We have a lot of distance to travel today, a lot of driving down to Indianapolis.
The weather was cool and dull with rain expected.
If it's going to rain I'm pleased it's on a day we are mostly in the car. And it did rain, quite heavily at times. Then the sun would come out for a bit.
We stopped briefly at a lakeside to stretch our legs, but didn't stop again until we spotted Rachael's diner in the oddly named village of White Pigeon. Obviously where the locals socialise, it cost us the princely sum of $2 for a couple of cups of coffee.
Indiana is cornfields, interspersed occasionally with a few trees, plus some other small crop about a foot high which we think maybe mint (but we really aren't sure!).
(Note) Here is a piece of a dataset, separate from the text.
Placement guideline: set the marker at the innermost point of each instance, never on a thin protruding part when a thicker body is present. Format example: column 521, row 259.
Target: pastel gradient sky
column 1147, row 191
And farms, quite a lot of small farms, looking clean and tidy with tall silver silos and carefully painted farmhouses and outbuildings.
Our first, and it turned out our only, stop was at Amish Acres, a working Amish farm. We paid for a tour package of a brief documentary film, the house tour and the wagon ride. Unfortunately the wagon tour became a walking tour as the grounds were slowly being taken over by marquees for a two day festival starting tomorrow. Unfortunately too as it had been raining and it was a tad muddy, with me in Birkenstocks.
The documentary was brief and informative, charting the beginnings of the Amish exodus to this country. We were the only ones in there ...
The house tour was worth doing. There were about ten of us in this group and we were shown all the different buildings the Amish use in their day to day living - smoke house, food drying hut and bake house, and the living areas. The Amish do not use electricity so everything was a throwback to the 19th century.
They speak Pennsylvania Deutsch and pray in High German.
The walking tour took in more structures in the grounds of the farm including a school house and ice house.
Of course we had to visit the bakery and fudgery before we left, especially as we didn't get lunch :)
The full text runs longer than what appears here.